# new coilover for b14



## pete? (Jul 6, 2004)

i just got my new SCC in the mail today and opened it up to an ad for coilovers.....they caught my eye and i read the list of applications and the 95-99 sentra was there. check it out sadly the web page is the exact same thing in the mag, but just thought i would let you all know.


----------



## se_nismo (Sep 17, 2002)

1.6pete said:


> i just got my new SCC in the mail today and opened it up to an ad for coilovers.....they caught my eye and i read the list of applications and the 95-99 sentra was there. check it out sadly the web page is the exact same thing in the mag, but just thought i would let you all know.



what your looking at is a d2 coilover that is from another company..


----------



## ReVerm (Jan 13, 2003)

1.6pete said:


> i just got my new SCC in the mail today and opened it up to an ad for coilovers.....they caught my eye and i read the list of applications and the 95-99 sentra was there. check it out sadly the web page is the exact same thing in the mag, but just thought i would let you all know.


Wow. They finally updated their site. That company's been around forever, but very few people have bought from them because they were so shady.

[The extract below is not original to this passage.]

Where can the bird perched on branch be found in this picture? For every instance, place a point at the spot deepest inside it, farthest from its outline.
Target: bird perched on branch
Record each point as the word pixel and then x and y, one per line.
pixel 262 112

I wonder if that's changed.


----------



## Matt93SE (Sep 17, 2003)

If those are D2s, I'd be VERY wary of them..
They came out with some for the Maximas not long ago.. the first batch of them blew up in weeks because of a "shock oil problem"...
now the next batch is lost somewhere on a train (????) between the distributor in NC and wherever they're made..

http://forums.maxima.org/showthread.php?t=351960
http://forums.maxima.org/showthread.php?t=380493


----------



## pete? (Jul 6, 2004)

do we think they are cheaper than d2's?


----------